It’s easy to make healthy resolutions for the New Year. We’re almost compelled to, because the flip of the calendar offers the promise of wiping the slate clean and starting a whole new life for ourselves.
But often, our best intentions fall by the wayside by the end of January. So our concierge primary care doctors in Jupiter would like to suggest a few healthy resolutions you can make that will be easy to stick to but can still make a significant difference in your health in the coming year.
Before you dive into any changes, experts suggest you begin by making a list of what you’ll do to improve your health, and the reasons why you want to.
- Do you want to live longer?
- Avoid illness?
- Have more energy during the day?
- Sleep better at night?
- Lose five pounds?
- Feel more relaxed?
Rresolutions don’t have to be lofty or monumental to be worthwhile. Anything that makes you feel better about yourself and gives you a sense of achievement when you’ve accomplished your goal is worth resolving to do. And if you can incorporate them as new habits into your life, that’s more than many people do.
So whatever your ultimate aim, start small. If you want to lose 100 pounds, start by planning to lose ten. If you want to run a marathon, begin by running around the block every morning.
Then congratulate yourself for these accomplishments and build on them.
Here are some suggestions for simple, healthy resolutions that are easy to work into your daily life, and will have a positive impact on your health.

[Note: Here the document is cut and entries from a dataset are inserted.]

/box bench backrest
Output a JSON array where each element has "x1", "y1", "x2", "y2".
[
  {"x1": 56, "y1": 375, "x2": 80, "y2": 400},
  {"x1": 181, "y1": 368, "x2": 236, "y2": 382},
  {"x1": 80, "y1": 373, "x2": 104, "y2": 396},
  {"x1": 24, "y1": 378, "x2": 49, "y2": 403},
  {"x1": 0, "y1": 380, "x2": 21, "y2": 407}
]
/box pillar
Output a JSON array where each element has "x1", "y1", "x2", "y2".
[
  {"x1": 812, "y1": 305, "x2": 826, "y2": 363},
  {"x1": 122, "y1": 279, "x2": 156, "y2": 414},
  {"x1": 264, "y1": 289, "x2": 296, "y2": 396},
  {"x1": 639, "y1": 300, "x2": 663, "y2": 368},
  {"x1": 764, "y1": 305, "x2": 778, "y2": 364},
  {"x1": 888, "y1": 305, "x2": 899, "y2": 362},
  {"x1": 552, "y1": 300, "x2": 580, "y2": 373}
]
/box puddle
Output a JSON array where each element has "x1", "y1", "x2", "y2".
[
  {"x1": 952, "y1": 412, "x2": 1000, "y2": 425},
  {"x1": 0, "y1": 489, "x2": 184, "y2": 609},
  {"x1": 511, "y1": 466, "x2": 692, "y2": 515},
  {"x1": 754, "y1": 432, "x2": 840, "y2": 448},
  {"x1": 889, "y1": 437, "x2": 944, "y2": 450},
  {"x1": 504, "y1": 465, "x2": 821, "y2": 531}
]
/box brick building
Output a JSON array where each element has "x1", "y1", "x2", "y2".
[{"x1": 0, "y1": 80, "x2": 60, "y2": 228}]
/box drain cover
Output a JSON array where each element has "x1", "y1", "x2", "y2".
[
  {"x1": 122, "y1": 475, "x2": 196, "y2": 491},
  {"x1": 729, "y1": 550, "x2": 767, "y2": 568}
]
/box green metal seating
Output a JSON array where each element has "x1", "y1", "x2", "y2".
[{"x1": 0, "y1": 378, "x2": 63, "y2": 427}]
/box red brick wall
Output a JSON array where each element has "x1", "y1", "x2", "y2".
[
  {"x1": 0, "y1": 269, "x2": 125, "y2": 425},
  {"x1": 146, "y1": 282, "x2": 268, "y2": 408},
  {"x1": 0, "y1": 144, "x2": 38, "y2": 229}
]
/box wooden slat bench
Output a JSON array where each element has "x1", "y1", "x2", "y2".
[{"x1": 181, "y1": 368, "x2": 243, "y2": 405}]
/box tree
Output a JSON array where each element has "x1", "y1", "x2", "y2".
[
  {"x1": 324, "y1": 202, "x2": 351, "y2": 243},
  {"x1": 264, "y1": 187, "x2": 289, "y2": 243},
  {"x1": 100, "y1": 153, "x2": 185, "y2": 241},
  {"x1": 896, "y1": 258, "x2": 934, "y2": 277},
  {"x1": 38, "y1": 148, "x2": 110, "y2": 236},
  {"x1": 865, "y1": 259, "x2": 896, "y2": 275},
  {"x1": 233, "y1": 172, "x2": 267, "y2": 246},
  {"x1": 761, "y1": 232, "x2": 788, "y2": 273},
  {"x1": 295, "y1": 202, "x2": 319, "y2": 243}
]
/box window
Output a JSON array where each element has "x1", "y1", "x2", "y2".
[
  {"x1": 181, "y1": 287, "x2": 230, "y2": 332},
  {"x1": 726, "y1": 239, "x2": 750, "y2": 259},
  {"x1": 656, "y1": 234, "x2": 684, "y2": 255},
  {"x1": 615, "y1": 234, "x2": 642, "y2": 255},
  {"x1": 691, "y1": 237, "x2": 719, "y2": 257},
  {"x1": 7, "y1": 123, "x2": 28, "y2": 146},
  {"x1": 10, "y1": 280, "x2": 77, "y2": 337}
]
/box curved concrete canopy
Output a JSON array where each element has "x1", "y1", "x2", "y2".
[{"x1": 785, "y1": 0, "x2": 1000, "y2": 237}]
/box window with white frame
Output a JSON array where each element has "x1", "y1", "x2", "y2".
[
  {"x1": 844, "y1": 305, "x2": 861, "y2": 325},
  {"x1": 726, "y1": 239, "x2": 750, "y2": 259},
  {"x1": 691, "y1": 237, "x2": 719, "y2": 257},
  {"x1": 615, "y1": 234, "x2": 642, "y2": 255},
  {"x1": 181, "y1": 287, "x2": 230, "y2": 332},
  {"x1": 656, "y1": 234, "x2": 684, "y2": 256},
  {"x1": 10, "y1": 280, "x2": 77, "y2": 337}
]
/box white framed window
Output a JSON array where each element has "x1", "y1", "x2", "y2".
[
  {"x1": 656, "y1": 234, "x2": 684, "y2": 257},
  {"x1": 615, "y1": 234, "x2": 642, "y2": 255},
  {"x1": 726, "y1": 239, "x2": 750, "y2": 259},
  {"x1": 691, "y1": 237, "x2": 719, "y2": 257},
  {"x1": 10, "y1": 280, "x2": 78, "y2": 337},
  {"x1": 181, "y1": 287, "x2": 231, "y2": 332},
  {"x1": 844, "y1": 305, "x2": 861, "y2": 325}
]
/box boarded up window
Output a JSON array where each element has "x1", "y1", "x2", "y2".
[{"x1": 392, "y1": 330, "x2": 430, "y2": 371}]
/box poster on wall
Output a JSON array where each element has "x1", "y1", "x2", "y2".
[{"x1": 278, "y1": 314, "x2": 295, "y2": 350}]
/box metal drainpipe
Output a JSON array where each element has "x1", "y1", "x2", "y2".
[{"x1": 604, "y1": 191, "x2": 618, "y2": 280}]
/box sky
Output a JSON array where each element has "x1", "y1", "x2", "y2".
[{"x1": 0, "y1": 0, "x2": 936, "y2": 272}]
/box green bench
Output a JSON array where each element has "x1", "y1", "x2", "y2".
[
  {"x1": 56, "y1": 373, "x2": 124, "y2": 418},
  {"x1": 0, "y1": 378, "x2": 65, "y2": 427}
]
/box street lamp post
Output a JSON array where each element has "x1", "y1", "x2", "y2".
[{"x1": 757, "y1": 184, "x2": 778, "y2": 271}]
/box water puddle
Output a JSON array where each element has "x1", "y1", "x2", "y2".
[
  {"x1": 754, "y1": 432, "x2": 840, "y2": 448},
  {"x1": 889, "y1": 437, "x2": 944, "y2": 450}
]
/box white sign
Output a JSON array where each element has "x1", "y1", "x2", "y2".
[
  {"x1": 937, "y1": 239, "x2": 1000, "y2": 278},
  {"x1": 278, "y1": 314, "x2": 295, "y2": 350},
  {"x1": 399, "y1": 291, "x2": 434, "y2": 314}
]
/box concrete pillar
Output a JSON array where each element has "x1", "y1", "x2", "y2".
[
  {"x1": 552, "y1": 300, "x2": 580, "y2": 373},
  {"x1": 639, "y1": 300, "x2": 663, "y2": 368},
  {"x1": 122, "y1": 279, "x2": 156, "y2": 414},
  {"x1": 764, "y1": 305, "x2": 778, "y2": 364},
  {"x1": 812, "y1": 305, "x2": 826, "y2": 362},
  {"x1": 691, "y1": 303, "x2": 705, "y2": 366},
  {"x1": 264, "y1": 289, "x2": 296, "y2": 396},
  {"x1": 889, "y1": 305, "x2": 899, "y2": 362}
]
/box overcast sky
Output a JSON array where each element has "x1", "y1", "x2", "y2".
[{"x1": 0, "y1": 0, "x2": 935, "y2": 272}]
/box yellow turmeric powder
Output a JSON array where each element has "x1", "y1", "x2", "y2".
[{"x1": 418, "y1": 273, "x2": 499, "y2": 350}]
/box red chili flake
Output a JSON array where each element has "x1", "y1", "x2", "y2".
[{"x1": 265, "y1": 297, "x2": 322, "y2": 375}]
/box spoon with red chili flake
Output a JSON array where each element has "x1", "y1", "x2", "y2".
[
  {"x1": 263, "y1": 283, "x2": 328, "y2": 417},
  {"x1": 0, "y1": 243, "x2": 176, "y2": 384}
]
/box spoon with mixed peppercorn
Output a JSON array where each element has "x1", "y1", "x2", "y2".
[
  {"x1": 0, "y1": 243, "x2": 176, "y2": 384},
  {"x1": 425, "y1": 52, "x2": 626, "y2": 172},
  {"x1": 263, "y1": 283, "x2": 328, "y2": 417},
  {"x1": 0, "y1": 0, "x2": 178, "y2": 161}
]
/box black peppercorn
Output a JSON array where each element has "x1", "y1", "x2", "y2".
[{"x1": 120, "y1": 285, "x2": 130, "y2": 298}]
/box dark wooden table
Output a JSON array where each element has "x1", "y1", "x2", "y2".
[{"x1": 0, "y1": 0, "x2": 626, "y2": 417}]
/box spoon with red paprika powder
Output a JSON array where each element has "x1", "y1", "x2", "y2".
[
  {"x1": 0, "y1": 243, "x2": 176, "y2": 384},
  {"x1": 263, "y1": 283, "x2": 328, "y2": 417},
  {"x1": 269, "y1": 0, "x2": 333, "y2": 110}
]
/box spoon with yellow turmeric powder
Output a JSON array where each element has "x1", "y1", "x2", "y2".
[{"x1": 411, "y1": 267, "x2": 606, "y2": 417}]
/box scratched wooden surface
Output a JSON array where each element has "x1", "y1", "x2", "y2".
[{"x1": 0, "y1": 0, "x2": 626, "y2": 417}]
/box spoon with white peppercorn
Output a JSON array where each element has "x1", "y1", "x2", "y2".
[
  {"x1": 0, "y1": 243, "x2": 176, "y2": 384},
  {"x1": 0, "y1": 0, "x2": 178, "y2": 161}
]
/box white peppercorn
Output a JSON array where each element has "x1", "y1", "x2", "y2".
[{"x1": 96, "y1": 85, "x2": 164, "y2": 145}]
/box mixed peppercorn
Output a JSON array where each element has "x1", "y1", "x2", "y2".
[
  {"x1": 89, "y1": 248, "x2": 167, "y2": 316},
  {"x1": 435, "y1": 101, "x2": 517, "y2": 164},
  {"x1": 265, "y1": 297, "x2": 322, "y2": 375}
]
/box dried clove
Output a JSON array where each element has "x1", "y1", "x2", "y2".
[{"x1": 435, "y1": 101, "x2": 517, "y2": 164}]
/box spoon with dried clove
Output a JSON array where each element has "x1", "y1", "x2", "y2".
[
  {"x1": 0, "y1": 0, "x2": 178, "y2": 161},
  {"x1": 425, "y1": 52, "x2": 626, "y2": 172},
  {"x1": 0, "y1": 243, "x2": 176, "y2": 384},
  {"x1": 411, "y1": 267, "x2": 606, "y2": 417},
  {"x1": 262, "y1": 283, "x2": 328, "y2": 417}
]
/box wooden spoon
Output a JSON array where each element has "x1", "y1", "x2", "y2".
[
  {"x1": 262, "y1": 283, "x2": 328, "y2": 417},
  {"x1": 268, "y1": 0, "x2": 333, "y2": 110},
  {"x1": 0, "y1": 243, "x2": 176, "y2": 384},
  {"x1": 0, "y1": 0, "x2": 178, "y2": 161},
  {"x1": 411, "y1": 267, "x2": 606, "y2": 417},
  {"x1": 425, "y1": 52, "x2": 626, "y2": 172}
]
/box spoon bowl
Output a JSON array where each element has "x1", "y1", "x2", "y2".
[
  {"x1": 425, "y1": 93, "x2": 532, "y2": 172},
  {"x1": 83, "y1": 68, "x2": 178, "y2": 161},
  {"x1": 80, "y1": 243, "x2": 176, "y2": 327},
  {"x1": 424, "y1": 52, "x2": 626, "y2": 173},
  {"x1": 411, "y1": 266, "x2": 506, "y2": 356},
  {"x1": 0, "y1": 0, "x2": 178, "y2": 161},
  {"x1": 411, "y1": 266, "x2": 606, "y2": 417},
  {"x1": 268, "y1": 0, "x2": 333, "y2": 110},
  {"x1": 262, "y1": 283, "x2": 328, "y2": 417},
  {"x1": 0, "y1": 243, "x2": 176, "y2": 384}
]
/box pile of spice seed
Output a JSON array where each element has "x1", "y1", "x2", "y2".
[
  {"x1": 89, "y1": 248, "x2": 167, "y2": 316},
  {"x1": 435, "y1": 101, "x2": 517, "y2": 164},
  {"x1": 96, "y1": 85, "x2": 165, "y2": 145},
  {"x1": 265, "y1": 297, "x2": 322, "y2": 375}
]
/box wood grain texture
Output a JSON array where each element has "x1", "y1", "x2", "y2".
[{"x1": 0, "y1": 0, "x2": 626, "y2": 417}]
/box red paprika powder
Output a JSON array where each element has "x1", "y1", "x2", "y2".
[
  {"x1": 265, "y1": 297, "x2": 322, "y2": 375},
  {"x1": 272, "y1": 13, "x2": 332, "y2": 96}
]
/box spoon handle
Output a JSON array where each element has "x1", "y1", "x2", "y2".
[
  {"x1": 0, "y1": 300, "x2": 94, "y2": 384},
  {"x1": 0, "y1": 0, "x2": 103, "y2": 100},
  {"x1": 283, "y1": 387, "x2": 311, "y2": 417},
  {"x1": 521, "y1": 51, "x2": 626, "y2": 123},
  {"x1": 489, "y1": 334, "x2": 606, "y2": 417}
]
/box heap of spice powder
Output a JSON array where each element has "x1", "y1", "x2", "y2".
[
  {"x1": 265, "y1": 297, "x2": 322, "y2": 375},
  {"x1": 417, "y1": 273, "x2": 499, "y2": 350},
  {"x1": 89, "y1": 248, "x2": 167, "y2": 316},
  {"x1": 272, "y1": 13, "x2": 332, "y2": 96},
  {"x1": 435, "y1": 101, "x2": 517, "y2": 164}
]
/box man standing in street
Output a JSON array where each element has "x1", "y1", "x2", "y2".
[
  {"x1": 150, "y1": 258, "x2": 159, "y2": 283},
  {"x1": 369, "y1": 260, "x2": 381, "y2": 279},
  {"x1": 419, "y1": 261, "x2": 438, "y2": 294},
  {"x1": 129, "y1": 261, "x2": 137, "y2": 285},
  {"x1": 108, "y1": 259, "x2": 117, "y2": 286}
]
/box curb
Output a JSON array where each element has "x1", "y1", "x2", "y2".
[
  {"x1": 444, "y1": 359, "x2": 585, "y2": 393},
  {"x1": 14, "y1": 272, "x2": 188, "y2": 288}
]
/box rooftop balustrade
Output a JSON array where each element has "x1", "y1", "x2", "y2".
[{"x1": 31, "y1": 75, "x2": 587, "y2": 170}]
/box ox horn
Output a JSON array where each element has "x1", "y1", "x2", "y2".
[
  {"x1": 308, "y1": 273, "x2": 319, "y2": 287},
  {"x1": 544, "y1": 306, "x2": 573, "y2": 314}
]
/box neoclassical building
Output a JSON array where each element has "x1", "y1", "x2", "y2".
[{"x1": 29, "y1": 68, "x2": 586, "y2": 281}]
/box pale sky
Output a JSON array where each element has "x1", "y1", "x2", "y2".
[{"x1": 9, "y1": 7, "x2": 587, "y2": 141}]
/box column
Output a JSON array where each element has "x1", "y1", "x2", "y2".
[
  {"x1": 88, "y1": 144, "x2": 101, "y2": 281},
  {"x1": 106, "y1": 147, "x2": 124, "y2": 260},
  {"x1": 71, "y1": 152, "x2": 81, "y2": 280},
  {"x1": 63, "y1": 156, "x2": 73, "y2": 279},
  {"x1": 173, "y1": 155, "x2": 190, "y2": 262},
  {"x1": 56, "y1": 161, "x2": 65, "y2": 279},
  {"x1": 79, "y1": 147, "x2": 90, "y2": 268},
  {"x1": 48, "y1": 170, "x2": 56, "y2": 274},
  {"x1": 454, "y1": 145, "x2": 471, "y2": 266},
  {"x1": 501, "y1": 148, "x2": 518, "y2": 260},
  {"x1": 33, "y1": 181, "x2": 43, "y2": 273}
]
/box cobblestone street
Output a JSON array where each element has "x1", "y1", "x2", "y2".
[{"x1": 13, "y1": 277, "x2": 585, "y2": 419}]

1. Any kind of exercise is good for your body.
The U.S. Department of Health and Human Services recommends at least 2.5 hours of moderate aerobic exercise a week. But if you can’t manage that, start by taking the stairs more often. Or park away from the store. Try to spare 10 or 15 minutes a day for a quick walk at lunch, or around your neighborhood before work or after dinner.
2. If you want to lose weight, start by cutting just 100 calories a day.
Maybe skip the cream or sugar in your coffee, or have one less tablespoon of butter on your meal, or have a wine spritzer instead of an evening cocktail. Save desserts for the weekend, or cut out just one processed food you now eat regularly.
3. To begin eating healthier overall, don’t revamp your entire menu.
Simply add one fruit or vegetable to your daily menu, or switch out a meal of red meat for fish once a week. Taste your food before salting it. Try baking a dish instead of frying it.
4. Add more nuts to your diet.
A 2013 Harvard study tracked 119,000 men and women over 30 years and found that those who ate nuts every day were 20 percent less likely to die over the study period than those who never ate nuts. They were also found to have lower levels of the so-called “bad” cholesterol (LDL) and higher levels of “good” cholesterol (HDL), as well as lower blood pressure. Those who ate nuts once a week were 11 percent less likely to die. And it doesn’t take much to reap the benefits: less than a handful a day will do it.
5. Sleep is essential to a healthy body and mind.
Try to keep to a regular sleep schedule. Turn off electronic devices an hour before bedtime. Make a list of things you can put off until tomorrow so you can get to bed on time tonight. If worries keep you awake, list them, too, then put them aside for the morning. If you’re having trouble sleeping, let us know so we can help you.
6. Take small steps to reduce stress.
Take a stroll through your neighborhood after dinner. Practice mindfulness or deep belly breathing. Set your phone to remind you to stop every hour or so and step outside for five minutes. Turn off automatic notifications of texts, emails, or social media. When you feel your stress levels climbing, stop and take five slow breaths.
7. Get a vaccine for the coronavirus if you haven’t done so already.
There are still 1,000 Americans dying from COVID-19 every day, and the vaccine is the best way to protect yourself and others. And while you’re at it, get a flu vaccine, as well. We need to prevent a “twindemic” of COVID-19 and the flu. In 2019, the Centers for Disease Control and Prevention (CDC) estimated that the flu killed 22,000 Americans, and resulted in hospitalization of an additional 400,000. (At least 795,000 Americans have died of COVID-19 to date.)
It’s not that difficult to make small changes that can help your health overall. And in all these cases, little things can add up to big results.